One night, when young d'Esparvieu took his angel home in his car from Bouchotte's house to the lodgings in the Rue St. Jacques, it was very dark; before the door the diamond in the spy's necktie glittered like a beacon; three cyclists standing in a group under its rays made off in divers directions at the car's approach. The angel took no notice, but Maurice concluded that Arcade's movements interested various important people in the State. He judged the danger to be pressing, and at once made up his mind.
The next morning he came to seek the suspect, to take him to the Rue de Rome. The angel was in bed. Maurice urged him to dress and to follow him.
"Come," said he. "This house is no longer safe for you.
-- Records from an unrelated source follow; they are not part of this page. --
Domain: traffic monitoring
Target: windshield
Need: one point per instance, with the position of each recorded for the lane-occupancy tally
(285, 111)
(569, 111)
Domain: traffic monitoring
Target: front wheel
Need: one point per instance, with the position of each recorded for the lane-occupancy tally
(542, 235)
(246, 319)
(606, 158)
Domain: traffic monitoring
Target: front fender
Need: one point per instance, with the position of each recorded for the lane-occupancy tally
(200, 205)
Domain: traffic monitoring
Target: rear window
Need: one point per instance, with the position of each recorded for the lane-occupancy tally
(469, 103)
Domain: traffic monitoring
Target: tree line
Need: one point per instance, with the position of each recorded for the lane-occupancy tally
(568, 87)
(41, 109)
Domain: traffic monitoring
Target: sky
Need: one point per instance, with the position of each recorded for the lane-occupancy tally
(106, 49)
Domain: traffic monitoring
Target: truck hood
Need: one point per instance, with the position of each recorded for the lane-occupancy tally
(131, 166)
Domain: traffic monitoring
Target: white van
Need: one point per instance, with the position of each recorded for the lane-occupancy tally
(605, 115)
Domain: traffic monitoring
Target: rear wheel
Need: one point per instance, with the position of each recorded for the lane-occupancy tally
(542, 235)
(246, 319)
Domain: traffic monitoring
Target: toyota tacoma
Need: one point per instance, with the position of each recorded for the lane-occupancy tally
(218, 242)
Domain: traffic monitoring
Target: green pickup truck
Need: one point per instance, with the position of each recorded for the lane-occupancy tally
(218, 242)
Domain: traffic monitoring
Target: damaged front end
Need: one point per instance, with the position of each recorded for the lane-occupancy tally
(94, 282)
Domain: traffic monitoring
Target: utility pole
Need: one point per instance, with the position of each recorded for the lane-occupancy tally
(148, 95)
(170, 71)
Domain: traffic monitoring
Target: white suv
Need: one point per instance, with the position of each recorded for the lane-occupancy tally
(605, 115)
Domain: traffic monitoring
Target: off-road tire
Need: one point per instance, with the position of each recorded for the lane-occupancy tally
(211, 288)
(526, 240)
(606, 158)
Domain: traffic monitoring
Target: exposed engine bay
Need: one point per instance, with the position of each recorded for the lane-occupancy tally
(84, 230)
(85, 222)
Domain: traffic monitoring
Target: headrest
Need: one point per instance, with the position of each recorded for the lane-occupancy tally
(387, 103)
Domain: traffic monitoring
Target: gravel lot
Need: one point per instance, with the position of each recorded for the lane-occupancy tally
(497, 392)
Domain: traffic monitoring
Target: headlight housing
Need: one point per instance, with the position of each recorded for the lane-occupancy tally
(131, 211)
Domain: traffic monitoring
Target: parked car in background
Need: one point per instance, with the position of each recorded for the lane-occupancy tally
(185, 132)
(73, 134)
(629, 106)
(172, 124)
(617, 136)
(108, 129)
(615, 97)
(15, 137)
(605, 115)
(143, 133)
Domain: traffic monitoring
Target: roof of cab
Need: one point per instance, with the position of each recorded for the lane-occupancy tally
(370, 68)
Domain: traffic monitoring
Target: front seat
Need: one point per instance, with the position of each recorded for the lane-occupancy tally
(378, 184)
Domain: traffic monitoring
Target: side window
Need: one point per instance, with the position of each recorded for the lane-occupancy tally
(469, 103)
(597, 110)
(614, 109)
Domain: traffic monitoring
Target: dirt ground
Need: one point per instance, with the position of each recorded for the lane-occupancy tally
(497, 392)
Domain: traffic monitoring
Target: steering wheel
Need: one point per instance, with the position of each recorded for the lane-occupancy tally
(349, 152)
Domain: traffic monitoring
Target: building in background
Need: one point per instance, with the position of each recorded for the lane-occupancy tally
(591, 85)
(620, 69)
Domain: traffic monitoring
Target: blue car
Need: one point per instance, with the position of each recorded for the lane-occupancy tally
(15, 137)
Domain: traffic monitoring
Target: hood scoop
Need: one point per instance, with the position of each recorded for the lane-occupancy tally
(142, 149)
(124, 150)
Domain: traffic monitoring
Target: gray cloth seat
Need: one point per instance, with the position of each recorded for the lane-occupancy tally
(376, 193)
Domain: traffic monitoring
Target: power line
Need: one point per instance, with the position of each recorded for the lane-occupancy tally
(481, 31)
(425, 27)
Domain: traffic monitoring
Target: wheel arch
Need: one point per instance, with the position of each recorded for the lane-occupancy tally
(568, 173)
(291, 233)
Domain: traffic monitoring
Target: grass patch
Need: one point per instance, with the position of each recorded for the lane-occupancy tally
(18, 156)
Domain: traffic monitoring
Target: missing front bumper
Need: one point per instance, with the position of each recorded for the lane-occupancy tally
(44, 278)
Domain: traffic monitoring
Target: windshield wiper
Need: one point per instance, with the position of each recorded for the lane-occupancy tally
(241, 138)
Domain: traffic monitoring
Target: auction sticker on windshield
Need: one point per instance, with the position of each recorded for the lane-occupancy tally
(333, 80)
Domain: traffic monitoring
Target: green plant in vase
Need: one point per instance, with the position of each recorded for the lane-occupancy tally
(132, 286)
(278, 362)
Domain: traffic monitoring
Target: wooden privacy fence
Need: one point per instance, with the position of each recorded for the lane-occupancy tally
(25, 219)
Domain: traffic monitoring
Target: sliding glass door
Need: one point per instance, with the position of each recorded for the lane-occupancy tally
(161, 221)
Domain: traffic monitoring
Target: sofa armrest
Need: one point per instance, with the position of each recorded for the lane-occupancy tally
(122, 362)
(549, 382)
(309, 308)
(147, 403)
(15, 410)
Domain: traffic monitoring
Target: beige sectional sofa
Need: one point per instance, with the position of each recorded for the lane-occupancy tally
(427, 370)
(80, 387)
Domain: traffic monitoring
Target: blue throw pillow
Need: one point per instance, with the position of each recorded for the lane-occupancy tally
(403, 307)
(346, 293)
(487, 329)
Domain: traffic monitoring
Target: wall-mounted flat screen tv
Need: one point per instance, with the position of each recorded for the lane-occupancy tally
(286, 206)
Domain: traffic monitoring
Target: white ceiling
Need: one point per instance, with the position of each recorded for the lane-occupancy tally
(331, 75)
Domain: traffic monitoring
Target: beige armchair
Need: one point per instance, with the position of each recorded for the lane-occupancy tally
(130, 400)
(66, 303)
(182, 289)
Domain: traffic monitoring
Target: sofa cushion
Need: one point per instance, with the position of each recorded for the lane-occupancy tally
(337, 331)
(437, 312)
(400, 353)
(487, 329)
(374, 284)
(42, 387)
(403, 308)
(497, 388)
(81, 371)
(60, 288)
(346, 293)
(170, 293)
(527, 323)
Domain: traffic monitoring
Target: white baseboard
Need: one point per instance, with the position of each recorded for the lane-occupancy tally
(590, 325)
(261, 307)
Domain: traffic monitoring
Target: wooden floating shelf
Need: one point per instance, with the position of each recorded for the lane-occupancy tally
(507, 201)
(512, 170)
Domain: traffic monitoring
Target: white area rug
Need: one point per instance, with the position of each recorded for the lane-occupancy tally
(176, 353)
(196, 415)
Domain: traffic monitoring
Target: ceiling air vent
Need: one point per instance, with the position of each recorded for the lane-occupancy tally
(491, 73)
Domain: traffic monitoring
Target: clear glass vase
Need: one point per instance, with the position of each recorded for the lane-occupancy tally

You are watched. One of these days you will be arrested. Do you wish to sleep in gaol? No? Well, then, come. I will put you in a safe place."
The spirit smiled with some little compassion on his naïve preserver.
"Do you not know," he said, "that an angel broke open the doors of the prison where Peter was confined, and delivered the apostle? Do you believe me, Maurice, to be inferior in power to that heavenly brother of mine, and do you suppose that I am unable to do for myself what he did for the fisherman of the lake of Tiberias?"